Day 6: Windows and Wars, Sheetrock and Cement

This morning was the first morning I woke up feeling already alive. It usually takes me a block or two to really wake up. Perhaps my body is finally catching on. I walked out the door to a welcoming sight of dew-covered, rather than snow-covered cars. 
Along the sidewalks, I noticed daffodils beginning to shoot up out of the thawing ground. Soon a thousand tiny trumpets will announce the season’s arrival.

Around the first corner, a pile of yellow garbage bags signaled that today is the pick-up day for plastics.
Here in Heidelberg we separate our garbage into paper, plastic, glass, bio, and the rest. It’s quite the process and I often get mixed up, but I agree with the underlying initiative. I often worry, however, about the effectiveness vs. image ratio. Because going green has become such a status maker, such an image maker, I worry that corporations are coming out the greatest beneficiaries.

A sudden iciness came over my bare legs as the morning dew turned into a morning mist. There was no rain, but the air became wet like the rising mist of some distant waterfall.

I noticed a street sign at the next corner that reminded me of a recent vacation to Salzburg.
We were driving circles around the city trying to find our hotel when my Mom pointed to a similar sign and said, “I think we passed this sign already.” We all laughed as I explained that the sign means one-way street.

Down the street to the right, I spotted a house that has been being worked on for months. The renovation has finally become visible, a set of new windows. 
I’m sure, or at least I hope, more renovations took place inside, but the windows themselves must have been quite the project, having had to literally cut the windows out of the cement and then refill the excess void with cement blocks. Germans often criticize American construction for being out of wood and Sheetrock, vulnerable to tornadoes, fires, and floods.

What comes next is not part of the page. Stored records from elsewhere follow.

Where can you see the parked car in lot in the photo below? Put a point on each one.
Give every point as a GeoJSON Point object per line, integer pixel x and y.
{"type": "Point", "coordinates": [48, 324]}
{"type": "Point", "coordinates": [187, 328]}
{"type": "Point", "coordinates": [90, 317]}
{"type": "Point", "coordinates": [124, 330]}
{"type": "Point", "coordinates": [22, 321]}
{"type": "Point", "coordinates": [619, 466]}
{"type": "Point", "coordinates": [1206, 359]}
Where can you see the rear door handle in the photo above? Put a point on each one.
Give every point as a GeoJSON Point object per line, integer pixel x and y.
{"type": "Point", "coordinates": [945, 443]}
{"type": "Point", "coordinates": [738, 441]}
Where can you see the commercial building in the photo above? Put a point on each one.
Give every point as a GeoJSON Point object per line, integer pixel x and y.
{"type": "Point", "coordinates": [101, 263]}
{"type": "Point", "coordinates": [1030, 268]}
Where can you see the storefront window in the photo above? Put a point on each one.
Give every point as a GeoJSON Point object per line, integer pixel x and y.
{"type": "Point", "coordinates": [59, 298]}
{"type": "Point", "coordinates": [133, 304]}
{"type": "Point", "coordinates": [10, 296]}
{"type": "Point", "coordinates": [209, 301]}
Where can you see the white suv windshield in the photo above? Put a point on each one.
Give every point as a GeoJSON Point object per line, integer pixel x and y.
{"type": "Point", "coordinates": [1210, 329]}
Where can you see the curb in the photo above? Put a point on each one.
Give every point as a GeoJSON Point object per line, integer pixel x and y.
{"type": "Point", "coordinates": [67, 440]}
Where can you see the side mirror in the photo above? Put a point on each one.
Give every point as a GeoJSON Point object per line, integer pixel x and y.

It makes perfect sense, coming from a people whose history has been a constant cycle of destruction and reconstruction with each war, to seek security. Coming from a less war-stained background, a part of me still prefers the mobility and re-moldability of wood-framed houses over lock down security. I’m afraid the day may come, at the rate we’re going, that I too will prefer cement. I hope not.

Down the street a few houses from the new windows, a little farmhouse, nestled between cement houses reminded me of how life was before war, before streetcars and stoplights, before roll-down shutters and car alarms, before cement facades hid the classic wood.

Now typing on my laptop, inserting digital images, and posting the outcome for the whole world to see, my sometimes excessive use and enjoyment of modern luxuries contradicts the inner longing for yesteryear this remnant farmhouse awakes. The Art of Walking is reminding me to maintain a balance.